Thursday, April 29, 2010

Mozilla gets <animateMotion>!

Yesterday afternoon, I checked in support for the <animateMotion> SVG element, so that feature is supported in this morning's nightly build!

The <animateMotion> element allows for much more flexibility in SVG animations. Mozilla's nightly builds have supported animation of most SVG attributes and properties for a while now, but <animateMotion> gives authors the added ability to effortlessly animate an element to move along any arbitrary path.

I've written a simple Rocket Demo to give an example of the types of things you can do with this. This demo depicts the sad cartoony story of a rocket that gets hit by an asteroid, loses power to its boosters, and slowly falls into the sun. The demo uses no Javascript at all, and it uses <animateMotion> to define the motion-paths of all of the moving elements. I've tested the demo in Opera, Firefox-nightly, and Chromium nightly -- a few things don't work in Chromium, but it works great in the other two browsers. (Thanks to clker.com for some public-domain SVG clip art that I use in the demo.)

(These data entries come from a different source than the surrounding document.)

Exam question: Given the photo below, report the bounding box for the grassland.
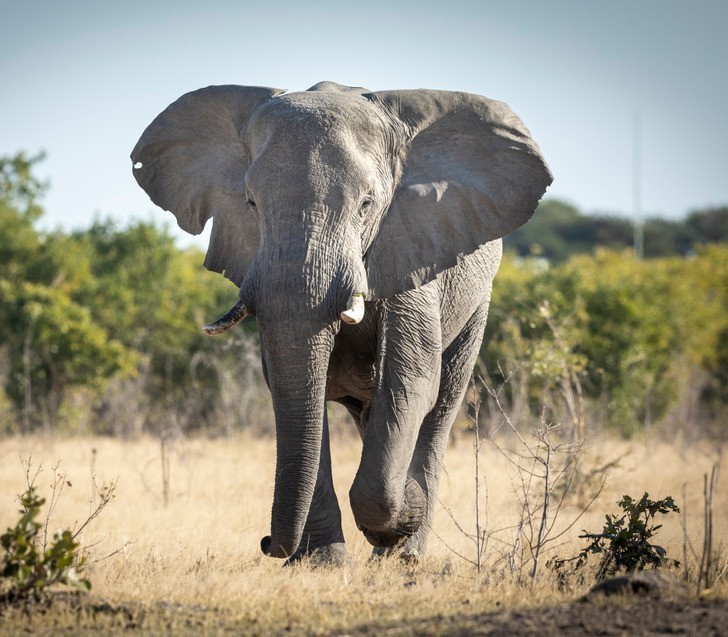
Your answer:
[0,431,728,634]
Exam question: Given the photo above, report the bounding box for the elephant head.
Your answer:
[131,82,552,557]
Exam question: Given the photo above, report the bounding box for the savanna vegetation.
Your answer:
[0,153,728,635]
[0,153,728,439]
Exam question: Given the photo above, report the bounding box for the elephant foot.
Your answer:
[359,478,426,549]
[369,540,420,565]
[284,542,350,568]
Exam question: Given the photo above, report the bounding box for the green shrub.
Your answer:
[551,493,680,582]
[0,486,91,600]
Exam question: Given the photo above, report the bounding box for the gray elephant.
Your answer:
[131,82,552,562]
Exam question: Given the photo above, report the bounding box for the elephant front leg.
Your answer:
[401,303,488,557]
[349,288,441,549]
[286,412,347,566]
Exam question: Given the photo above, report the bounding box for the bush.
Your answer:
[0,486,91,601]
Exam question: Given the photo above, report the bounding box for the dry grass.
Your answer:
[0,424,728,634]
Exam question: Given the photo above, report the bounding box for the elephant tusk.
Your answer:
[341,292,364,325]
[202,301,250,336]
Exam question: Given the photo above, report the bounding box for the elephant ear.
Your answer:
[131,86,284,285]
[365,90,553,298]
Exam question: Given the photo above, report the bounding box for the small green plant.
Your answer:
[0,486,91,600]
[550,493,680,582]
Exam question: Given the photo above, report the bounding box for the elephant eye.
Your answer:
[359,197,374,214]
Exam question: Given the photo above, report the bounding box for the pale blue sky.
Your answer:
[0,0,728,246]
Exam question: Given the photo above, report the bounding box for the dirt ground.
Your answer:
[0,595,728,637]
[0,593,728,637]
[348,599,728,637]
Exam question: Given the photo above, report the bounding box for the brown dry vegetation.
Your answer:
[0,430,728,634]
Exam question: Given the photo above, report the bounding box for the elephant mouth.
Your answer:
[202,292,364,336]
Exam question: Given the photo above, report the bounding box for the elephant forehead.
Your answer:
[248,91,387,149]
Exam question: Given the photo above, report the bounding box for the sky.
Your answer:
[0,0,728,245]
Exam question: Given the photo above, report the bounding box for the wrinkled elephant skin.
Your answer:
[131,82,552,563]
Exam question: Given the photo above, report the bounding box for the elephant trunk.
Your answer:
[261,329,333,558]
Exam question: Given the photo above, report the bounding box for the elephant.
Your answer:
[131,82,553,564]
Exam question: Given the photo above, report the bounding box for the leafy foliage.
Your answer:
[504,199,728,263]
[0,153,728,436]
[0,486,91,600]
[551,493,680,582]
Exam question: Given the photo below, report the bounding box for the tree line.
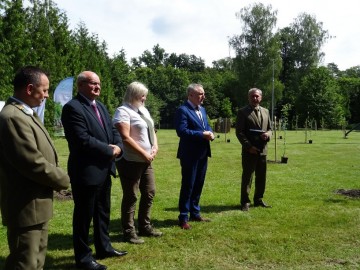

Marek Raida (a wizard of SVG demos, and the author of the "Cavern Fighter" game that I linked to a few posts back) has come up with two excellent <animateMotion> demos as well: "Drawing Animals" and "Catch the Mouse." Both are linked off of hist latest blog post. (Note: He's also got a fancier version of the "Catch the Mouse" demo where the mouse's footprints slowly disappear, but Firefox nightly builds are currently a bit choppy on that version, due to some code we should probably optimize for SMIL animation of CSS properties.)